How Puppet Works

Puppet enables you to define the software and configuration that a system requires and then maintain that specified state. The following graphic shows the Puppet agent-server architecture where a Puppet Server (server) node controls the configuration information for a fleet of managed nodes that run the Puppet Agent (agent).


Graphic describes the Puppet agent-server topology where the Puppet Server communidates with Puppet Agents.

The Puppet Server controls the configuration information. Each Puppet Agent-managed node configures itself by requesting its own configuration from the server.

Puppet uses the Facter utility, which is included in the Puppet software package, to discover information about a system. See Gathering Information About a System by Using Facter.
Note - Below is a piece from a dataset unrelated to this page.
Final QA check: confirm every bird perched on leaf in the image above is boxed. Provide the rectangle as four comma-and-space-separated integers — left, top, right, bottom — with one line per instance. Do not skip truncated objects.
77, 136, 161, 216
The server uses manifests to describe the resources to configure for each agent-managed node. Also, you can create a site manifest to define a global configuration that applies to all of the agent-managed nodes.

Typically, agent-managed nodes run the Puppet Agent application as a background service. The agent collects configuration information about itself and sends that information to the server for compilation into a catalog. The catalog describes the configuration of each agent-managed node. The agent-managed node uses the catalog to apply any configuration updates.

Puppet uses a pull mode where agents poll the server at regular intervals to retrieve site-specific and node-specific configuration information. See Overview of Puppet’s Architecture.